How has Tax Freedom Day Changed Over Time?
Each year, Tax Freedom Day differs according to the current federal and state tax rates. The 2012 date, for example, occurred five days later than the 2011 date due primarily to a 1.5% overall tax increase (from 27.7% to 29.2%). The national percentage of tax burden has changed dramatically over time (from 5.9% in 1900 to 29.2% in 2012) but has not been entirely on the rise. For instance, 1980, 1990, 2000 and 2006 all saw a higher tax burden than 2012. The calculation of Tax Freedom Day is an effective way to gauge the average impact that taxes will have on American citizens each year, in terms of the length of time it will take the average person to pay off their taxes.
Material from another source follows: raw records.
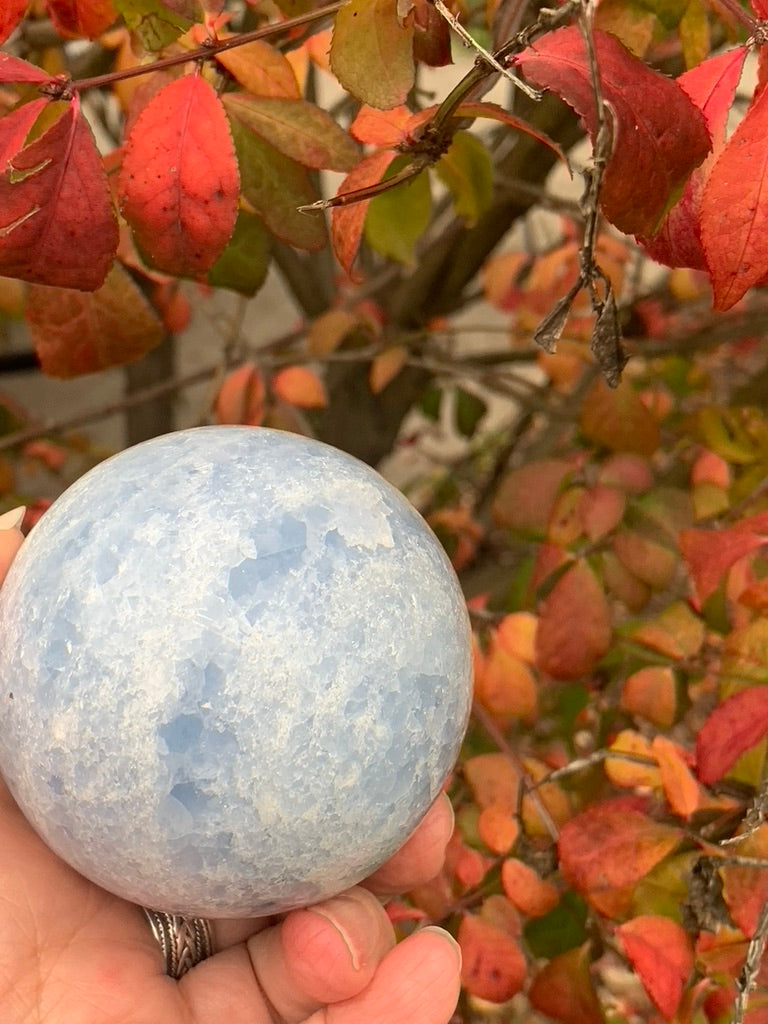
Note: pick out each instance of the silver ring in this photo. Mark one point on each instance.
(183, 941)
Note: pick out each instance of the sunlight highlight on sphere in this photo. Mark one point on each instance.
(235, 672)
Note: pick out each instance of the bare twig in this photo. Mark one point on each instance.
(748, 976)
What’s the Point of Tax Freedom Day?
Tax Freedom Day has also been used as an analytical tool for observing and understanding the effectiveness of funding regional governmental programs. The Tax Foundation also reports a state-by-state Tax Freedom Day map, as well (not yet released for 2013). This allows for the breakdown of how much of state citizens’ income goes towards local governmental programs, allowing states to make decisions based on how taxes burden the lives of their citizens.
The day acts as a user-friendly metric to analyze the value of current taxation, as well as a reminder – for better or for worse – to Americans of just how much of their hard earned money is being taxed every year.